All Wills where a minor will inherit should include a trust to hold and manage the assets until the child reaches the age of majority.  However, when your child approaches adulthood, you may want to reevaluate if you want to give them access to these assets at 18 or later to give them time to mature.   Regardless of how mature your son or daughter may be, they may still fall victim to the bad judgment of others.   There are many potential issues that can put your child’s inheritance at risk, but some of these hypotheticals can be addressed if your plan is updated to take your child’s maturity into account as he or she ages.   (Read more about trusts)

Age 18

Once your child turns 18, he or she is considered an adult.  This means that your son or daughter is legally in charge of their own life now.  If a medical emergency arises, health care providers are no longer authorized to discuss or disclose the details of their condition or care with you.  Nor are you authorized to make medical or financial decisions on their behalf – even if you pay their tuition, cover their health insurance and claim them as dependents on your tax returns.

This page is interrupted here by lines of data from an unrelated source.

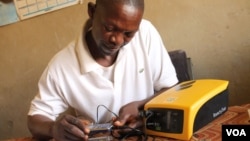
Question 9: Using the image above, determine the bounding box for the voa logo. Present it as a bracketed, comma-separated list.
[226, 129, 247, 136]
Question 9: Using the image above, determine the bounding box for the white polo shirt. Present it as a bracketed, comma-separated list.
[28, 19, 178, 123]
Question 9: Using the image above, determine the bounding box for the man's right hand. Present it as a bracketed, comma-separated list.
[51, 114, 90, 141]
[28, 114, 91, 141]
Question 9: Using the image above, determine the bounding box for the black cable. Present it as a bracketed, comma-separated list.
[110, 126, 147, 141]
[95, 105, 147, 140]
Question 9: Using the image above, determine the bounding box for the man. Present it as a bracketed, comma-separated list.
[27, 0, 178, 140]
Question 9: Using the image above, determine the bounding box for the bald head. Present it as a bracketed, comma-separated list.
[96, 0, 144, 11]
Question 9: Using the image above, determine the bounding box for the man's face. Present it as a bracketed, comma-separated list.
[89, 3, 143, 56]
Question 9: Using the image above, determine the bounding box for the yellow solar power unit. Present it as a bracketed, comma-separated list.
[144, 79, 229, 140]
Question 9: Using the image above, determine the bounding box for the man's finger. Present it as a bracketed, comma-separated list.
[64, 123, 85, 138]
[113, 114, 131, 126]
[63, 115, 87, 138]
[63, 130, 84, 141]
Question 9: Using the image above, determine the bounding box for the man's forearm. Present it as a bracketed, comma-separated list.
[27, 115, 54, 140]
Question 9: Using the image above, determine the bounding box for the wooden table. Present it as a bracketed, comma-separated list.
[4, 104, 250, 141]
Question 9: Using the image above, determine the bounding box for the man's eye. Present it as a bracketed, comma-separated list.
[124, 32, 135, 38]
[104, 26, 114, 32]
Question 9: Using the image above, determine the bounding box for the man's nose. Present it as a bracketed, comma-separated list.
[110, 32, 124, 46]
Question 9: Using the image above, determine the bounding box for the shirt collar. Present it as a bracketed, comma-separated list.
[75, 20, 100, 74]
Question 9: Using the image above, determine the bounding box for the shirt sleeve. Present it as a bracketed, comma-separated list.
[28, 66, 68, 121]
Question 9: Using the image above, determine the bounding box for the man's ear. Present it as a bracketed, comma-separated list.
[88, 2, 96, 19]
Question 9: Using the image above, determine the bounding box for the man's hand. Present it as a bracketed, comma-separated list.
[113, 88, 171, 129]
[52, 115, 90, 141]
[113, 101, 144, 129]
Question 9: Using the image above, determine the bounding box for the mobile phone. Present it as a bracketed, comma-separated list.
[88, 123, 113, 139]
[89, 123, 113, 132]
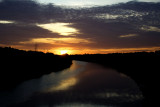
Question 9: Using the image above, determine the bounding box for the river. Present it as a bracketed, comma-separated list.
[0, 60, 143, 107]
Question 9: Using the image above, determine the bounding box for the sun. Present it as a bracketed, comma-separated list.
[54, 48, 72, 55]
[60, 50, 68, 55]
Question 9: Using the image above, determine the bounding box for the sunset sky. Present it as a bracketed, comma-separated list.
[0, 0, 160, 54]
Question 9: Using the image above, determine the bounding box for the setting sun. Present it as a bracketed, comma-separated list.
[53, 48, 72, 55]
[60, 50, 68, 55]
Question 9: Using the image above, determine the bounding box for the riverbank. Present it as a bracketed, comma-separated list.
[71, 51, 160, 106]
[0, 60, 142, 107]
[0, 47, 72, 90]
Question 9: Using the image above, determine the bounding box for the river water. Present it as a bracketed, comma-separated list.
[0, 60, 143, 107]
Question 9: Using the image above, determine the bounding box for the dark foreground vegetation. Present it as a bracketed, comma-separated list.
[1, 47, 159, 106]
[71, 51, 160, 106]
[0, 47, 72, 90]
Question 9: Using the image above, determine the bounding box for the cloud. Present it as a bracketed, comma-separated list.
[35, 0, 160, 7]
[94, 11, 148, 20]
[0, 20, 15, 24]
[119, 34, 138, 38]
[36, 0, 132, 6]
[37, 23, 80, 36]
[141, 26, 160, 32]
[0, 0, 64, 23]
[0, 0, 160, 53]
[0, 23, 59, 45]
[20, 37, 93, 44]
[0, 0, 159, 24]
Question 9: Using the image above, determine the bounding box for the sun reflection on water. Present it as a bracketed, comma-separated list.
[47, 77, 77, 92]
[0, 61, 143, 107]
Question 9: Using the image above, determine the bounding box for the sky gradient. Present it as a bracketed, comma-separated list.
[0, 0, 160, 54]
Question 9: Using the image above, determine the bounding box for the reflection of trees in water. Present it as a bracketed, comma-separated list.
[11, 89, 143, 107]
[9, 61, 143, 107]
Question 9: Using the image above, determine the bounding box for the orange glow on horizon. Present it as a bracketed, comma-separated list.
[8, 45, 160, 55]
[52, 48, 72, 55]
[60, 50, 68, 55]
[47, 47, 160, 55]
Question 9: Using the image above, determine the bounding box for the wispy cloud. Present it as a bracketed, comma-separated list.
[119, 34, 138, 38]
[0, 20, 15, 24]
[37, 23, 79, 36]
[20, 37, 93, 44]
[95, 10, 148, 20]
[141, 26, 160, 32]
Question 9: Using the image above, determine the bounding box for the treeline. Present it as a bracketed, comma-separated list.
[0, 47, 54, 56]
[0, 47, 72, 90]
[70, 51, 160, 106]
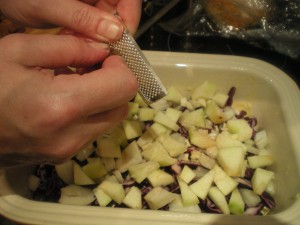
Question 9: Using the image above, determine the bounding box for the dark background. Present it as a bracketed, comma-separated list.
[136, 0, 300, 87]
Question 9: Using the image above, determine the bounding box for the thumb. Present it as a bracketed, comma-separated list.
[2, 33, 109, 68]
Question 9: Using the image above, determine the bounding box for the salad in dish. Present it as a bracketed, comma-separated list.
[28, 81, 276, 215]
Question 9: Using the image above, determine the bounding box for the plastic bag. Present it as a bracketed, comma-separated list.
[159, 0, 300, 60]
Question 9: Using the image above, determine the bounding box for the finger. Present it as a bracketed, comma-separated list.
[54, 55, 138, 116]
[28, 0, 124, 42]
[116, 0, 142, 34]
[2, 33, 109, 68]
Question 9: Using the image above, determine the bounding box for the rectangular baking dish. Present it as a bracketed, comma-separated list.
[0, 51, 299, 225]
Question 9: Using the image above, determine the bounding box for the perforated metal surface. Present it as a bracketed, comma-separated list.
[109, 30, 167, 103]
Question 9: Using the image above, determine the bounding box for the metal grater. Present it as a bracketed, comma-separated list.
[109, 29, 167, 104]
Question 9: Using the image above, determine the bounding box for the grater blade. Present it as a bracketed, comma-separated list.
[109, 29, 167, 104]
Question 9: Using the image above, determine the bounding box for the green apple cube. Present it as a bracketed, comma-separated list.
[97, 137, 121, 158]
[99, 180, 125, 204]
[213, 165, 238, 196]
[82, 158, 107, 180]
[168, 194, 201, 213]
[75, 144, 95, 162]
[208, 186, 230, 215]
[137, 131, 154, 148]
[179, 109, 206, 129]
[73, 162, 95, 185]
[107, 126, 128, 148]
[127, 102, 139, 119]
[254, 130, 268, 149]
[147, 169, 175, 187]
[101, 157, 116, 173]
[179, 165, 196, 184]
[205, 100, 225, 124]
[216, 131, 246, 150]
[122, 186, 142, 209]
[59, 185, 95, 206]
[189, 169, 215, 200]
[248, 155, 274, 169]
[148, 122, 170, 139]
[138, 107, 154, 121]
[227, 119, 253, 142]
[239, 188, 261, 207]
[154, 111, 179, 131]
[191, 151, 216, 170]
[164, 86, 183, 104]
[134, 93, 147, 107]
[122, 120, 143, 140]
[165, 107, 182, 122]
[115, 141, 143, 173]
[189, 126, 216, 149]
[157, 133, 187, 157]
[142, 141, 177, 167]
[251, 168, 275, 195]
[229, 188, 245, 215]
[212, 92, 229, 107]
[128, 161, 160, 183]
[93, 187, 112, 207]
[192, 81, 217, 100]
[144, 187, 177, 210]
[177, 178, 200, 206]
[55, 159, 74, 184]
[217, 146, 246, 177]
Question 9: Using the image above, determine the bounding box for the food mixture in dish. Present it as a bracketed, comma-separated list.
[28, 81, 275, 215]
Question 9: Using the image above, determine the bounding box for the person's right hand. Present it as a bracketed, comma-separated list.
[0, 33, 138, 166]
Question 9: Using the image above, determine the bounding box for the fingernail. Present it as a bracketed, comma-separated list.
[97, 20, 123, 40]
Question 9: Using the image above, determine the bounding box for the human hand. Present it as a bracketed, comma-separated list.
[0, 0, 142, 42]
[0, 33, 138, 166]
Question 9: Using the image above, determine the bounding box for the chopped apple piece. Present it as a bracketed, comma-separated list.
[101, 157, 115, 172]
[147, 169, 175, 187]
[107, 126, 128, 148]
[82, 158, 107, 180]
[165, 107, 182, 122]
[164, 86, 183, 104]
[208, 186, 230, 214]
[134, 93, 147, 107]
[227, 119, 253, 142]
[191, 150, 216, 169]
[251, 168, 274, 195]
[254, 130, 268, 149]
[179, 165, 196, 184]
[59, 185, 95, 206]
[213, 165, 238, 196]
[122, 120, 143, 140]
[216, 131, 246, 150]
[75, 144, 95, 162]
[192, 81, 217, 100]
[142, 141, 177, 166]
[115, 141, 143, 173]
[138, 107, 154, 121]
[122, 186, 142, 209]
[217, 146, 246, 177]
[239, 188, 261, 207]
[189, 126, 216, 149]
[73, 162, 95, 185]
[97, 137, 121, 158]
[55, 159, 74, 184]
[148, 122, 170, 139]
[168, 194, 201, 213]
[229, 188, 245, 215]
[157, 133, 187, 157]
[93, 187, 112, 207]
[212, 92, 229, 107]
[144, 187, 177, 210]
[248, 155, 274, 169]
[127, 102, 139, 119]
[154, 111, 179, 131]
[99, 180, 125, 204]
[128, 161, 160, 183]
[177, 178, 200, 206]
[179, 109, 206, 129]
[190, 169, 215, 200]
[205, 101, 226, 124]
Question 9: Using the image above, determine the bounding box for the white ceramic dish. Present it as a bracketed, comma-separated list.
[0, 51, 299, 225]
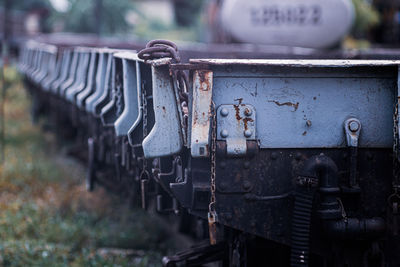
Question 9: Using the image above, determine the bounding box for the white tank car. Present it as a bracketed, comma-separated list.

Ensure that you can assist your child with decision-making if they suffer a serious illness or disability by having them sign a Medical Power of Attorney and a Durable Power of Attorney before they leave home for college or take the next step in life.

Age 25

Your estate plan should be revisited once your child marries or starts to have kids of their own.   Consider if you would like to include your grandchildren in your plan, and if you would, when they should be added.

Once an estate plan is completed, many people will put it in a safe deposit box and then forget about it.  I encourage you to avoid this “checked-the-box” mentality.  Estate planning isn’t a one-time thing, it’s a lifetime process. Your estate plan should evolve as your life evolves.